Le procédé est encore plus frappant dans Severance, où ce qui devait être un jeu de rôle pour cadres cyniques va d’une part se révéler un authentique jeu de massacre perpétré par les victimes des armes que vend leur entreprise, mais aussi faire des travailleurs fâlots de véritables meurtriers de masse.
A ce petit jeu-là, c’est sans doute l’impressionnant Black Death qui aura joué la carte la plus puissante. Là où le spectateur se demande bien dans quel type de conte surnaturel il a été abandonné en rase campagne, il va assister à une révolution d’une brutalité sans nom. Ces chevaliers qui investiguent un mystérieux village épargné par la peste noire ne s’avéreront pas de nobles âmes venues en remontrer à une sorcière, mais bien les porteurs de l’intolérance religieuse, du fanatisme et in fine, de la mort la plus noire qui soit.
DANS LES TENEBRES
Bien sûr Christopher Smith a peuplé ses films boogeymens découpeurs, de boucles temporelles transformant d’innocents plaisanciers en tueurs en série forcenés, d’esprits frappeurs… mais jamais le cinéaste ne confie à ses monstres ou éléments perturbateurs la tâche de porter sur leurs épaules l’horreur du monde. Et s’ils sont des vecteurs d’effroi radicaux, s’ils fondent sur nos héros, c’est d’abord parce qu’ils nous permettent d’en comprendre les zones d’ombres, les ténèbres intérieures.
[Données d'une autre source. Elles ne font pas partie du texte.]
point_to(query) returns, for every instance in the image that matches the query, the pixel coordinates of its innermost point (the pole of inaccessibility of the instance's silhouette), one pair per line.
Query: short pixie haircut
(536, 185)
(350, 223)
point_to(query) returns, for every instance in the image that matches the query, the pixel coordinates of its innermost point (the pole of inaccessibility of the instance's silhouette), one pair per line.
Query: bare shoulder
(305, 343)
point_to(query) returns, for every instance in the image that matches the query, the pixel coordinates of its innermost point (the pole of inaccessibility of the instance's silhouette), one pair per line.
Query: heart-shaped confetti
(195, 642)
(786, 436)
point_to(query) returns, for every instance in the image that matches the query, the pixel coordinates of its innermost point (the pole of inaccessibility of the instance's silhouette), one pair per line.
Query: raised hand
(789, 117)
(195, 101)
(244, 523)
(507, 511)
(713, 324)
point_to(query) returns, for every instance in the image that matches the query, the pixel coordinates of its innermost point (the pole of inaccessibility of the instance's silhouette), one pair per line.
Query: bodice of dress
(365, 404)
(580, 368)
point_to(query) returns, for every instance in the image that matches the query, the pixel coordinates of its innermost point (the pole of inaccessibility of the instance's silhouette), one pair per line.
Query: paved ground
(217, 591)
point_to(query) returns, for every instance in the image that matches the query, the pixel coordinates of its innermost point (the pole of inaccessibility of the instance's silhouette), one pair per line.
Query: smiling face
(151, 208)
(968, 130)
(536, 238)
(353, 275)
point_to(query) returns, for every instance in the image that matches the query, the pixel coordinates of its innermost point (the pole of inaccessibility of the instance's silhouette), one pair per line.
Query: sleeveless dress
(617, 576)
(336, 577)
Les héros de Smith sont souvent des héroïnes, et Banishing ne fait pas exception à la règle, tant le métrage se plaît à nous plonger au coeur de la psyché d’une mère de famille que le dévoilement de secrets monstrueux va forcer à reconsidérer son quotidien. Cette figure traverse le cinéma de Smith, dès Creep, où une berlinoise aux airs de fashionista cocaïnée va être confrontée à une violence masculine, laquelle écrase tout sur son passage, à commencer par ses auteurs. On pourrait en dire autant de Black Death, dont les héros ne seront ni les prêtres ni les gens d’arme, mais bien une sorcière (dans l’acceptation première du terme) génialement interprétée par Carice van Houten.
Une certaine idée du désespoir
Mais ce principe est sans doute le plus génialement mis en image dans Triangle, où Melissa George tente de comprendre par quelle diablerie elle s’est retrouvée coincée dans une boucle temporelle insoluble. Il sera là aussi question de violence, d’oppression, mais pas d’origine mâle. Nulle guerre des sexes ici, le mal ultime que doit confronter Jess, c’est sa culpabilité, sa certitude d’être une mauvaise mère, qui ne lui laisse plus d’autres alternatives que revivre ad vitam la même spirale de violence irrépressible.
Implacable, noir et puissant, tout le cinéma de Christopher Smith nous attend dans Banishing – La Demeure du mal, et on s’en réjouit.
Ceci est un article publié dans le cadre d’un partenariat. Mais c’est quoi un partenariat Ecran Large ?
Personne ne parle de détour?
Pour moi son meilleur film dans les derniers et clairement le plus malin.
Triangle, très bien mais on comprend vite le principe
Severance et Creep sympa mais ça commence à remonter.
Black death, bof
Jetez vous sur détour si vous l’avez pas vu 😉
Triangle excellent, j’ai découvert Cohérence aussi le meme soir , les 2 bonne clakouz
Jamais vu Creep, faudrait que je me lance, il m’a toujours tenté.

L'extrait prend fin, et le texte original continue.